How the jury
actually scores you.
GQC publishes its rubric in full. Judges score against the same five criteria at every edition and at the Global Final, and every team — winner or not — receives a written critique mapped to those criteria.
Five criteria. One hundred points.
- Problem clarity
- How sharply the team frames the problem and the people it affects. Strong entries name a specific user, a specific failure mode, and a specific reason the existing options fall short.
- Research & evidence
- Quality of primary research (interviews, fieldwork, original data), depth of secondary sources, and honesty about the limits of what the team has been able to learn so far.
- Solution & feasibility
- Whether the proposed intervention follows logically from the evidence, whether it could realistically be built or run, and whether the team has begun to test it (a working prototype, a pilot, a usable artefact).
- Impact pathway
- A plausible route from prototype to meaningful change at meaningful scale. Includes ethical considerations, second-order effects and a credible answer to “who would block this, and why?”
- Communication
- Clarity of the written evidence pack, design of the slide deck, and command of the live six-minute defence — including how the team responds to challenging questions.
Three independent reads, one panel session.
Every entry that reaches the showcase is read by three judges independently before any panel discussion. Each judge files a written score sheet broken down by the five criteria above, plus a short qualitative critique. The three sheets are released to the team after the showcase, with judge names anonymised.
For finalist teams, a panel session combines the three reads with the live pitch and a fifteen-minute oral defence. The panel must agree by majority on rank order; disagreements are recorded and shared with the team where relevant.

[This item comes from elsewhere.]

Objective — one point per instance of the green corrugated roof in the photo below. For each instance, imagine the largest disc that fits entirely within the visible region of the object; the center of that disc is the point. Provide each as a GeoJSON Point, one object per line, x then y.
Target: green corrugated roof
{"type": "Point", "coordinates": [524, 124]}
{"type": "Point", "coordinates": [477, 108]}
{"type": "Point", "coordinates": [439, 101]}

This structure is closer to the peer-review processes used at academic conferences and at programmes such as the Regeneron Science Talent Search than it is to traditional pitch-day competitions. We are willing to trade a little theatre for considerably more useful feedback.
What winning means.
- City Winner · per edition
- Awarded to the top-scoring team in each track at each regional showcase. Includes a £15,000 seed grant, a year of post-programme mentorship, and a guaranteed slot at the Global Final.
- Founder’s Prize
- For the project judged most likely to become a real venture, business or non-profit. £25,000 grant and a partner-led accelerator place.
- Research Prize
- For the project that most advances understanding of its problem area, independent of commercial promise. £15,000 grant, with a route to publication in a partner journal.
- Impact Prize
- For the project that demonstrates the most credible pathway to public benefit. £15,000 grant and a placement with a partner civic body.
- GQC Medal
- Awarded to one team across all tracks for the year’s strongest overall body of work. Engraved medal and a permanent place in the GQC alumni council.